Behind the sleeping-room of the Empress a kind of dark oratory is filled with Buddhistic divinities on altars. An exquisite odor still remains, left behind her by the beautiful, passionate, elegant old woman who was queen. Among these gods is a small creature made of very old wood, quite worn and dull from the loss of gilding, who wears about his neck a collar of fine pearls. In front of him is a bunch of dried flowers,—a last offering, one of the guardian eunuchs informs me, made by the Empress to this little old Buddha, who was her favorite fetish, at the supreme moment before her flight from the Violet City.

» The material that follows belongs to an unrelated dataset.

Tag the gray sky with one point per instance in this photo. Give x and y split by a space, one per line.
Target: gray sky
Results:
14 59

To-day I have reached this retreat by a very different route from the one I took on my first pilgrimage here, and in going out I must now pass through the quarters where all is walled and rewalled, the gates barricaded and guarded by more and more horrible monsters. Are there hidden princesses and treasures here? There is always the same bloody color on the walls, the same yellow faience on the roofs, and more horns, claws, cruel forms, hyena smiles, projecting teeth, and squinting eyes than ever; the most unimportant things, like bolts and locks, have features that simulate hatred and death.

Everything is perishing from old age; the stones are worn away, the wooden doors are falling into dust. There are some old shadowy courts that are given up to white-bearded octogenarian servants, who have built cabins, where they live like recluses, occupied in training magpies or in cultivating sickly flowers in pots under the eyes of the everlasting grinning old marble and bronze beasts. No cloistered green, no monk's cell, was ever half so gloomy as these little courts, so shut in and so dark, overshadowed for centuries by the uncontrolled caprices of the Chinese emperors. The inexorable sentence, "Leave hope behind, all those who enter here," seems to belong here; as one proceeds, the passages grow narrower and more intricate; it seems as though there were no escape, as though the great locks on the doors would refuse to work, as though the walls would close in upon and crush you.

Yet here I am almost outside, outside the interior wall and through the massive gates that quickly close behind me. Now I am between the second rampart and the first, both equally terrible. I am on the road which makes a circle around this city,—a sort of ominous passageway of great length that runs between two dark red walls and which seems to meet in the distance ahead of me. Human bones and old rags that have been parts of the clothing of soldiers are scattered here and there, and one sees two or three crows and one of the flesh-eating dogs prowling about.

When the boards which barricade the outside gate are let down for me (the gate guarded by the Japanese), I discover, as though on awakening from a dreadful dream, that I am in the park of the Yellow City, in open space under the great cedars.